Studio album by Bing Crosby
- Released: Original 78 album: 1947 Original LP album: 1950
- Recorded: June 13, 1947
- Genre: Drama
- Length: 17:22
- Label: Decca

Bing Crosby chronology
| The Small One (1947) | The Man Without a Country (Bing Crosby album) (1947) | Drifting and Dreaming (1947) |

= The Man Without a Country (album) =

 The Man Without a Country is a studio album of phonograph records by Bing Crosby of the famous 1863 Edward Everett Hale short story released September 15, 1947. The story had been adapted as a poetic narrative by Jean Holloway. The album was produced and directed by Paramount Pictures producer Robert Welch with musical accompaniment from Victor Young and His Orchestra.

==Track listing==
These songs were featured on a two-disc twelve-inch, 78 rpm album set, Decca Album No. DAU-3. The album was auto-coupled for ease of playing with a record changer. Parts one and two were recorded on June 13, 1947, and parts three and four on June 16, 1947.

Disc 1: (90013)

Disc 2: (90014)

==Cast==
- Bing Crosby: Narrator
- Frank Lovejoy: Philip Nolan
- Joan Banks: Ann
- Griff Barnett: Judge
- Gale Gordon: Captain
- Norman Fields: Attorney
- Jack Webb, Ira Grossel, Frank Gerstle: voices

==Radio broadcast==
Bing Crosby specially presented this patriotic piece on his Philco show of November 26, 1947 on the eve of Thanksgiving and although basically the same as the commercial issue, a different cast lead to an alternative interpretation.
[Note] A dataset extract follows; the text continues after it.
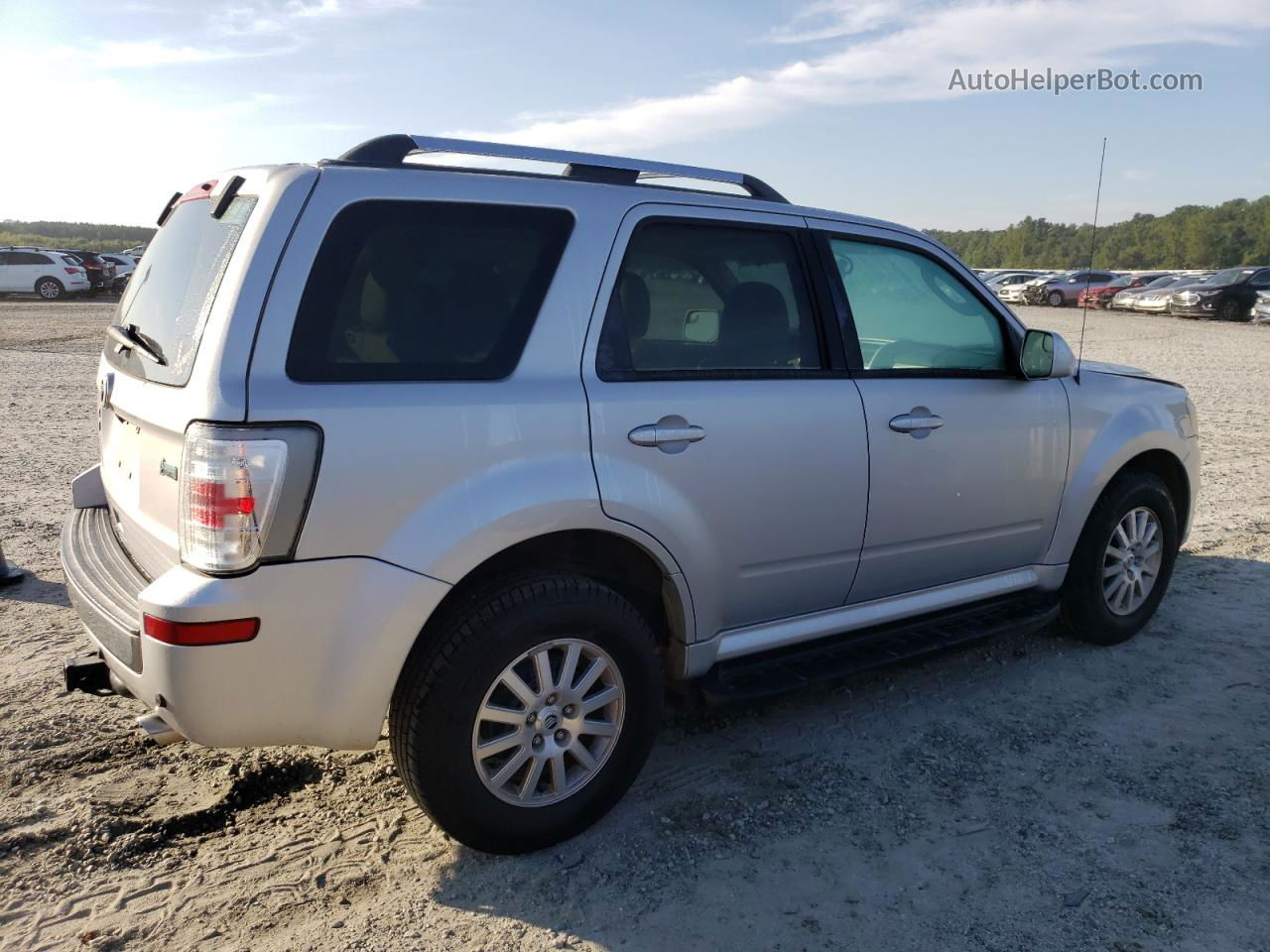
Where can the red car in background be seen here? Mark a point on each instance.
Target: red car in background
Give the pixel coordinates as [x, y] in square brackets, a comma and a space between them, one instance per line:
[1101, 295]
There were also differences in scripting, particularly in Crosby’s narration which had been somewhat amplified. This led to an interesting review by Variety:

"Bing Crosby was impressive on his Philco Show, Wednesday night (26th) on ABC, as the narrator of Jean Holloway’s dramatisation of Edward Everett Hale’s, ‘The Man Without a Country’. There was one other notable aspect of the broadcast. That was the impression on the listener, particularly during the present emphasis on patriotism, of the familiar story of Philip Nolan’s disgrace. There has always been something disturbing about that notorious incident but this broadcast suggested, as never before, (not even on several previous presentations of the same script) that the punishment imposed on Nolan was inhumanely cruel. It was deliberate and unrelenting and only death brought relief for the officer who, on thoughtless impulse, wished never to hear of the United States again. No one could seriously have thought Nolan really have meant what he had blurted out in a moment of rage. In fact, as Hale’s account says, Nolan’s epitaph contained the statement that no man ever loved America more than he. Only the most supremely self-righteous patriot would willingly face the same strict accountability of his everyday reckless word that Philip Nolan faced and this broadcast suggested that in the case of ‘The Man Without A Country, the intended villain emerged a finer figure than did the zealots who judged him."

==Other releases==
The album was transferred to a dual 10" LP along with the What We So Proudly Hail 78 rpm set in 1950 with the catalogue number Decca 'DL 8020.

The recording was rebroadcast as part of a 1954 Memorial Day edition of the WNBC poetry radio program Anthology.

"The Man Without a Country" first appeared on CD on Jonzo's The Chronological Bing Crosby Vol. 45 (JZCD-45).